According to ICIJ, since 1994, the U.S. Defense Department has entered into 3,061 contracts valued at more than $300 billion with 12 of the 24 U.S.-based PMCs. More than 2,700 of those contracts were held by just two companies: Kellogg Brown & Root (KBR), a subsidiary of Vice President Dick Cheney's former employer, Halliburton Corporation, and Virginia-based management and technology consulting firm, Booz Allen Hamilton. The ICIJ report could not determine what percentage of these contracts was for training, security or logistical services because of the breadth of the services offered by the larger companies and the paucity of information provided by the Pentagon.
The Pentagon does not even know how many contractors it uses. According to U.S. News and World Report, a preliminary report to Congress in April 2002 guessed that the Army contracted out the equivalent of between 124,000 and 605,000 persons in 2001. It is also hard to estimate how many people are working for PMCs because many of them are freelance contractors who may work for more than one of the PMCs. Often, it's hard to tell where the U.S. army ends and a private company begins, as certain training programs run by PMCs allow retired military personnel to put their uniforms back on. One of the best known, privately held MPRI, based in Alexandria, Virginia, with over 700 full-time employees boasts of having "more generals per square foot than in the Pentagon."
Some question the propriety of selling military services for profit, particularly because of the strong links that exist between the U.S government and the PMCs that contract with them. As Defense Secretary, Dick Cheney helped command the Gulf War and launched into one of the largest privatization efforts in the history of the Pentagon. The Pentagon, under his leadership, also paid KBR (then known as Brown and Root Services) $3.9 million to produce a classified report detailing how private companies, like itself, could help provide logistics for American troops in potential was zones around the world. Soon after he left his federal job, Cheney joined KBR parent Halliburton. More recently, as the war on terrorism has brought significant additional business for KBR, the company categorically stated that Mr. Cheney played no role in helping the company win the contracts.
http://www.corp-research.org/dec02.htm World: The Jobs of War
Companies such as Kellogg, Brown & Root, a subsidiary of oil service giant Halliburton, carry out a vast range of services that once were performed by military personnel. They have supported US forces in Somalia, Haiti, Bosnia and Kosovo during the 1990s and have had a huge role in the recent US invasions of Afghanistan and Iraq.
KBR has been serving the US military since the second world war. But its role has expanded in the past decade since it won a mammoth contract from the US government known as Logcap. The open-ended contract, introduced after the first Gulf war, called for Halliburton to handle a whole range of the Pentagon's logistics, from base construction and laundry services to airfield maintenance.
The latest Logcap contract was awarded to KBR as a 10-year deal in 2001 and has served as a springboard for its involvement in Iraq. Among other things, it operates the largest truck-stop in the world in the Kuwaiti desert, ferrying supplies to Iraq.

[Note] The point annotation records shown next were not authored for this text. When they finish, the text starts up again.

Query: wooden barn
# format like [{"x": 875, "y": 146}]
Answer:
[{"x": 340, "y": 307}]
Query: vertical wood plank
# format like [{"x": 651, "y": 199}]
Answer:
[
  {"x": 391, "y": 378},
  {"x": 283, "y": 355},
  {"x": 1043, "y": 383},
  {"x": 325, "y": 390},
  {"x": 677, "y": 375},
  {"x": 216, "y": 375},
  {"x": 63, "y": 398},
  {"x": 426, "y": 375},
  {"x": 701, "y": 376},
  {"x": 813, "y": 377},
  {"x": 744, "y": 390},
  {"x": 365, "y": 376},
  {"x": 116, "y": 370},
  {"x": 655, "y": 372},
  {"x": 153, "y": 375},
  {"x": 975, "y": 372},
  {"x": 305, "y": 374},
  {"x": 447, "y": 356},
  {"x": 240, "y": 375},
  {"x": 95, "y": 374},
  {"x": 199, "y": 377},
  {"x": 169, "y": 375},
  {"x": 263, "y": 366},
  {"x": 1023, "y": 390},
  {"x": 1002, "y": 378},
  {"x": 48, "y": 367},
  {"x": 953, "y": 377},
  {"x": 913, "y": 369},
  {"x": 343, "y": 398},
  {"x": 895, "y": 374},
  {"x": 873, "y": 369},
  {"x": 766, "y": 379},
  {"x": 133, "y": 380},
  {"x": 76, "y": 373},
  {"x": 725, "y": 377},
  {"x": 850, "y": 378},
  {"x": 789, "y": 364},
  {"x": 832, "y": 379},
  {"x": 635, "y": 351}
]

It delivers soldiers' mail in Iraq, does their laundry, provides them with clean water and even helps boost their spirits through "morale welfare programmes". The death of a KBR employee delivering mail in Iraq last week drew attention to their presence. KBR also serviced Patriot missile batteries in Jordan.
Halliburton has come under intense public scrutiny because Dick Cheney, its former chief executive, is now US vice-president. But it is one of the few companies able to take on such projects and would probably get the business even without its formidable political connections.
It is the companies in the middle of the industry - neither at the combat end of the "spear", nor involved in huge, run-of-the-mill logistical operations - that have best managed to avoid public scrutiny so far. But in some ways the tasks they perform are the most interesting and morally ambiguous. These "military consulting firms" - including DynCorp, Vinnell and MPRI, another US company with close ties to the Pentagon - provide the training, expertise and strategic analysis vital for waging war. They say they do not participate in battle and are at pains to distance themselves from mercenaries - MPRI, for example, maintains that its personnel do not carry guns. But such a claim may be beside the point. As Mr Singer points out, it is a rather antiquated distinction in an era when "a person pushing a computer button can be just as lethal as another person pulling a trigger".